I had some questions about selection of patients and their time period for a retrospective survival analysis.
Let's say we want to perform survival analysis retrospectively on patients who had disease X during 2015 to 2019 and look at their survival at the end of 2020. Technically we could do survival with follow-up of up to 5 years because some patients will have follow-up of up to 5 years. But we believe that this would be incorrect because for the later patients, the follow-up is truncated (only 1 year of follow-up was allowed for patients in 2019) and censoring these patients at 2020 is not correct.
So if we include patients from 2015 to 2019, we can look at 1 year survival in 2020 because every patient has been allowed a theoretical follow-up of 1 year. If we want to check 2 year survival, we should only include patients from 2015 to 2018 (both censored and complete follow-up patients in this period). For 3 year survival, it should be period 2015 to 2017 and so on.

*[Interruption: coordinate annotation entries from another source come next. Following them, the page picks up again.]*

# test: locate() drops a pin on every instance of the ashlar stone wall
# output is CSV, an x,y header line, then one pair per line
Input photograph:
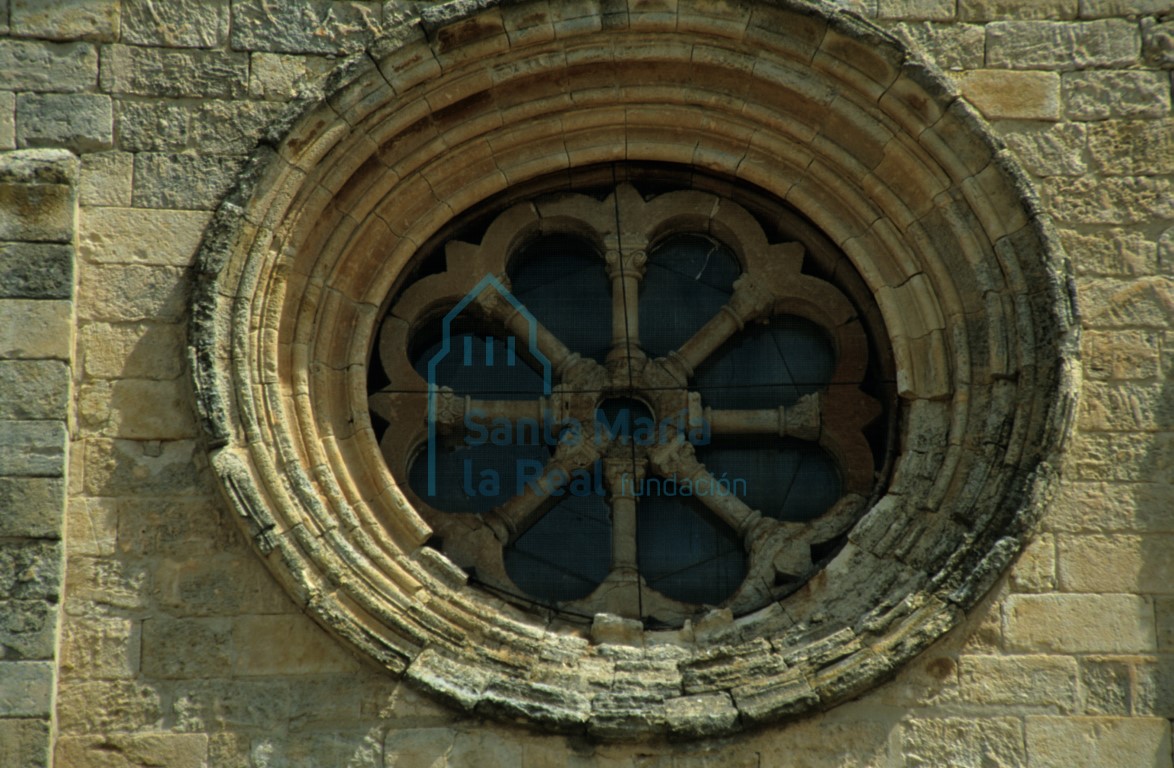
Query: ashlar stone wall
x,y
139,628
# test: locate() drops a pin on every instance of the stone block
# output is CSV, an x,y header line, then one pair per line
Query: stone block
x,y
1097,95
132,350
1079,622
144,410
106,706
916,9
1117,303
1121,457
1164,608
418,747
231,127
55,20
1126,406
107,583
1066,46
35,270
140,235
7,120
34,390
1118,563
1111,251
1046,149
26,688
477,748
32,449
287,645
35,329
31,570
1132,147
249,706
1154,686
1166,263
38,213
953,47
963,741
1120,356
1034,571
25,742
1098,8
195,586
132,467
117,292
1158,42
106,179
28,630
33,507
278,76
1010,94
188,181
1117,200
1097,742
1104,507
153,126
187,648
132,749
1106,686
93,526
305,26
161,72
1019,681
1019,9
36,65
175,24
189,530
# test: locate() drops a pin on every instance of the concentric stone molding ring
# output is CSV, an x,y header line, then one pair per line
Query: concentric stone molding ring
x,y
473,101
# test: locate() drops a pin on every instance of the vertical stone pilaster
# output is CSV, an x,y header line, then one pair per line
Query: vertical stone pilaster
x,y
38,215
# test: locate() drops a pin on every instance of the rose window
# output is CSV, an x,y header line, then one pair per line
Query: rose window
x,y
629,405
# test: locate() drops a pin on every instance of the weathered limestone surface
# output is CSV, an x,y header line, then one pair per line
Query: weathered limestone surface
x,y
174,646
36,290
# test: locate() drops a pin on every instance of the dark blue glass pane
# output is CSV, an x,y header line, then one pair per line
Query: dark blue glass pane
x,y
477,478
686,553
768,365
483,366
567,553
561,280
784,479
689,278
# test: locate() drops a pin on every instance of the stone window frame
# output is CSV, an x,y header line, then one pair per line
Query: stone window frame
x,y
623,228
471,100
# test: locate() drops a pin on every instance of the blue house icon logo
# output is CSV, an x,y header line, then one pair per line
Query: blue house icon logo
x,y
446,345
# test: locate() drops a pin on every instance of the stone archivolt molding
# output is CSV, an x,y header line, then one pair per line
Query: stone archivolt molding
x,y
476,101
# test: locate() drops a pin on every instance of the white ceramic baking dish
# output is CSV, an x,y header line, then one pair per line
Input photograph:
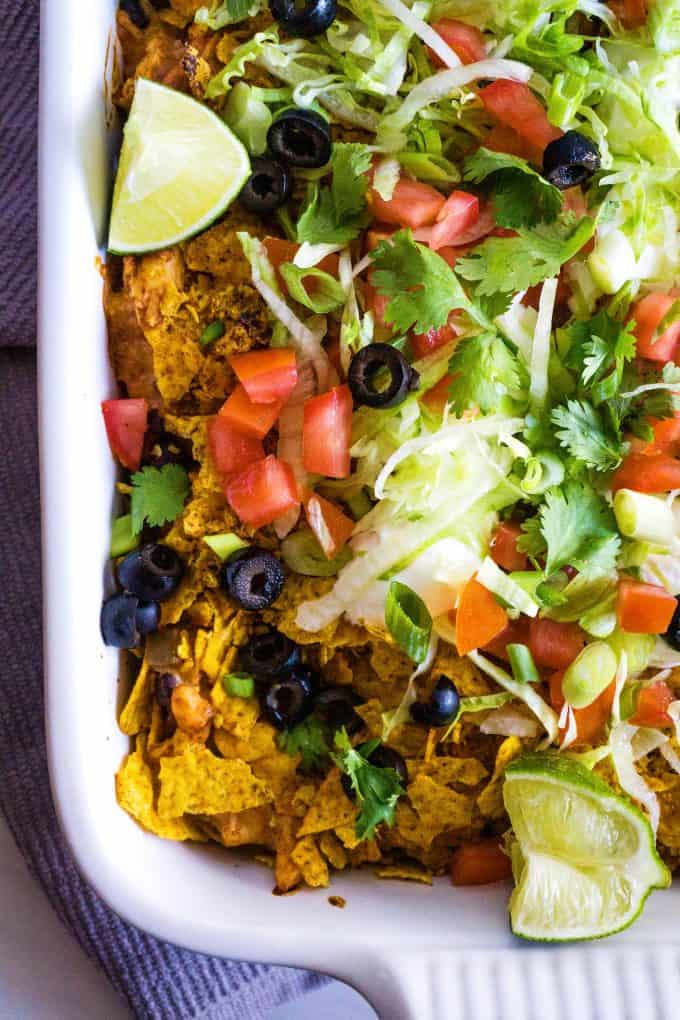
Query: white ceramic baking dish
x,y
416,953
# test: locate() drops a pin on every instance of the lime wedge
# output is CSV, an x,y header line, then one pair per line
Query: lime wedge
x,y
584,859
180,167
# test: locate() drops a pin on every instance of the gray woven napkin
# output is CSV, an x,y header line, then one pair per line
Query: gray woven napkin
x,y
156,979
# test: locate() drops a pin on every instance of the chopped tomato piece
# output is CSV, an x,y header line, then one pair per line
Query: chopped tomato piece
x,y
504,547
263,492
250,418
267,376
478,617
652,703
515,104
326,432
330,525
466,41
590,721
647,314
458,214
555,645
125,422
412,204
231,451
643,609
655,472
480,863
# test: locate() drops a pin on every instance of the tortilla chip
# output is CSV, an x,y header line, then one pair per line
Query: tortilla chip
x,y
308,858
438,808
331,808
489,801
409,872
135,793
136,716
201,783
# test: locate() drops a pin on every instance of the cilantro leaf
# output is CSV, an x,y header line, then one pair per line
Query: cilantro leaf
x,y
578,529
336,213
584,435
158,495
422,289
310,737
377,789
485,370
512,264
521,196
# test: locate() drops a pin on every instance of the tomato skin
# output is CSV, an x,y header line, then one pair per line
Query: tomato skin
x,y
267,376
480,864
514,104
413,204
247,417
479,618
642,608
652,706
263,492
327,432
504,547
466,41
590,721
330,525
231,451
554,645
656,472
459,213
646,314
125,422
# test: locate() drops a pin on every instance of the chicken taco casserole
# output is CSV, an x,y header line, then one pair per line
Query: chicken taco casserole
x,y
393,293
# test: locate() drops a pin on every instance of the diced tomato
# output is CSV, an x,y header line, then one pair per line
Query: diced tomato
x,y
330,525
412,204
267,376
125,422
647,313
554,645
466,41
504,547
656,472
231,451
437,397
458,214
643,609
480,863
515,104
280,251
250,418
263,492
590,721
479,618
326,432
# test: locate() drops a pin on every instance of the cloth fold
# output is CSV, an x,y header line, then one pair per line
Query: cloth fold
x,y
159,981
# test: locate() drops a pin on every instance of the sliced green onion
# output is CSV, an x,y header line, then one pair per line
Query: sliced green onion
x,y
122,538
643,517
304,555
408,620
589,674
224,545
502,584
542,471
239,684
522,664
212,332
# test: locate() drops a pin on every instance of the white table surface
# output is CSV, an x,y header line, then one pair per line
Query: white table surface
x,y
44,974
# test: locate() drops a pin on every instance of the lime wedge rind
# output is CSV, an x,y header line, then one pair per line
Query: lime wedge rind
x,y
180,168
584,858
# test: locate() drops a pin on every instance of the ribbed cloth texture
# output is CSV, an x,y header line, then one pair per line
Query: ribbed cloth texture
x,y
158,980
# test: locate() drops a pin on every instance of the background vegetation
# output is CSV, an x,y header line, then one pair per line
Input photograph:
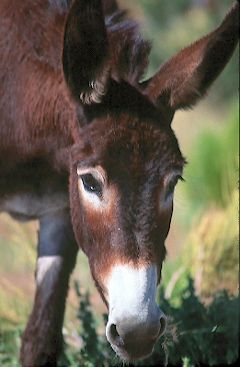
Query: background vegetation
x,y
200,277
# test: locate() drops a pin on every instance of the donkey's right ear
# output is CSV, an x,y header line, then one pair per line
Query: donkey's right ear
x,y
85,51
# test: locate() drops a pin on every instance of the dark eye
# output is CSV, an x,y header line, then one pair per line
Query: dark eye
x,y
91,184
171,186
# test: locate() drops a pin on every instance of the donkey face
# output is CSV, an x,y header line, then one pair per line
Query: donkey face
x,y
122,189
126,163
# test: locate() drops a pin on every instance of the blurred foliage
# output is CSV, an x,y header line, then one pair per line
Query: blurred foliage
x,y
212,251
212,174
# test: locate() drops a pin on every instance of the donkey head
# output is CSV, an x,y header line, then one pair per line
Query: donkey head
x,y
126,161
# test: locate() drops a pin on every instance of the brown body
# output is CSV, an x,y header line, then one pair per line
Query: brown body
x,y
75,122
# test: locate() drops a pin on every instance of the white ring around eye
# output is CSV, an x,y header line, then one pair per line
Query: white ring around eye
x,y
97,172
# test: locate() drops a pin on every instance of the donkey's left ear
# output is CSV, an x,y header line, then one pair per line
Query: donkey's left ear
x,y
85,51
185,78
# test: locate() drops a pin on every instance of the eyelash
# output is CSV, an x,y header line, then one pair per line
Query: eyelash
x,y
91,185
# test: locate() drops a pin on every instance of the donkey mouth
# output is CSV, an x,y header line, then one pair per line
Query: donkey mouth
x,y
131,353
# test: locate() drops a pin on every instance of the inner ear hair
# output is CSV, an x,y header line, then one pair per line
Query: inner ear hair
x,y
85,52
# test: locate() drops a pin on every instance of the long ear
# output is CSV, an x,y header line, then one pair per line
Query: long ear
x,y
185,78
85,51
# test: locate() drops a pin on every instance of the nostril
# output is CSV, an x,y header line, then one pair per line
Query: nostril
x,y
113,331
163,324
114,335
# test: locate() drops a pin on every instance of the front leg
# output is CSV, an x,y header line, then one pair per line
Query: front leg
x,y
57,250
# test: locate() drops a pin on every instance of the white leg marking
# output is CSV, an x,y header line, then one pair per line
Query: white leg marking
x,y
48,267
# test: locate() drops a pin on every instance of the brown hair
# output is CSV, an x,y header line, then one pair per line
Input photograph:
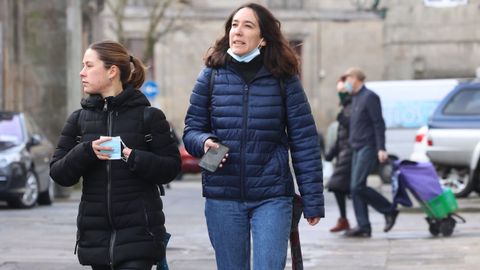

Then, we came across this opinion, that the above would be correct if we wanted to calculate the cumulative incidence/survival probability % for different groups in this cohort (so it would be accurate to get survival probability at 1 year for 2015-2019 patients, but 3 year estimates for 2015-2017 patients only). But if the aim is to look only at difference in survival (using log-rank test or HR in cox model) but not incidence/survival probability percentage, then all 2015-2019 patients could be included in survival analysis for all time periods.
What would be correct design- if all patients from 2015-2019 be included, could we do 1, 3, 5 year survival at 2020 or should we limit it to 1 year? Or the design changes according to the aim as mentioned above.